Customizing javascript runtime – Part 1: Prerequisite knowledge

The front-end guy compiled a tutorial on customizing JavaScript runtime based on v8. In this part, I will first review the relevant pre-requisite knowledge.

1 source file

// demo.c
#include<stdio.h>
int main() {
    printf("hello\n");
}
  • example:
    • C/C++ .c .cpp
    • Rust .rs
    • Go .go

2 object file

After the compilation step, the source file is compiled into an object file. The object file contains binary machine code and some meta-information:

gcc -c demo.c

-cSpecify gcc to only compile, not link. The result is that each source file will generate a corresponding binary object file. The content in the object file is already binary, but it may not be executed yet.

In some operating systems, object file and executable file use the same format, such as ELF format in Linux. In Windows, object files use COFF format, while executable files use PE format.

You can use objdump to parse the generated demo.o object file. Examples will be given later.

2.1 header file

Insert an additional concept header file in c/c++. For example, #include<stdio.h>stdio.h in the previous demo.c is a header file.

When we compile c/c++, if we want to use external things, such as printf in the demo, which is an interface in the c standard library, we need to introduce the corresponding header file. The function of the header file is to tell the compiler what the definition of the printf function used in my demo.c code looks like, so that the compiler can correctly generate the object file.

However, in the symbol table of the compiled object file at this time, printf has not been specifically defined, and the next connection step is required. Following the demo2.o example in the static library chapter below, we can see this intuitively using the nm tool:

nm – list symbols from object files List the symbol table of object file

$ nm demo2.o
                 U _add
0000000000000000 T _main
                 U _printf

_addThe and _printfin front of these two symbols Umeans that they have not been defined yet. And if you look at the demo2 executable file after the final connection, the result will be:

$ nm demo2
0000000100000000 T __mh_execute_header
0000000100003f80 T _add
0000000100003f50 T _main
                 U _printf

_addThe symbol is defined, but _printfstill not defined, but demo2 can run normally at this time because _printfit is dynamically linked. After running, the libSystem library will be dynamically linked to our demo2.

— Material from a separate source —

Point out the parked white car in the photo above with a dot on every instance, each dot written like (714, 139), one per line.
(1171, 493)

2.2 stdio.h is not mysterious

As mentioned earlier, we introduced the stdio.h header file just to tell the compiler that we are going to use a function called printf and the definition of this function, so that it has enough information to complete the compilation work. So if we know what the definition of printf is, we don’t need to include stdio.h at all:

1 Write your own header file

// mystdio.h
int printf(const char *format, ...);

2 Change the code to include our own header file

// #include <stdio.h> 
// #include <...> is used to introduce the header file in the system search path 
// #include "..." is used to introduce the header file in this project 
/ / https://gcc.gnu.org/onlinedocs/cpp/Include-Syntax.html 
# include  "mystdio.h"

3 Compile, connect and execute

$ gcc -o demo demo.c
 # generate demo
$ ./demo
hello

2.3 object file has nothing to do with source code language

There is an interesting point that some people may not realize. The object file compiled by the previous C language demo actually has nothing to do with C. The C code in the object file has become machine code. So this means that we can connect object files compiled in different languages ​​together. For example, c, rust, go, etc. for example:

Of course, it is not that simple in fact. Binaries compiled by different high-level languages ​​will most likely not be able to understand each other (extended reading ” Application binary interface “). So in fact, if you want to achieve this operation, you may need some additional glue work, such as https://www.swig.org/

3 executable file

The function of the linker connector is to connect a set of obejct files or archive files, relocate their data, bind symbol references, and generate executable files.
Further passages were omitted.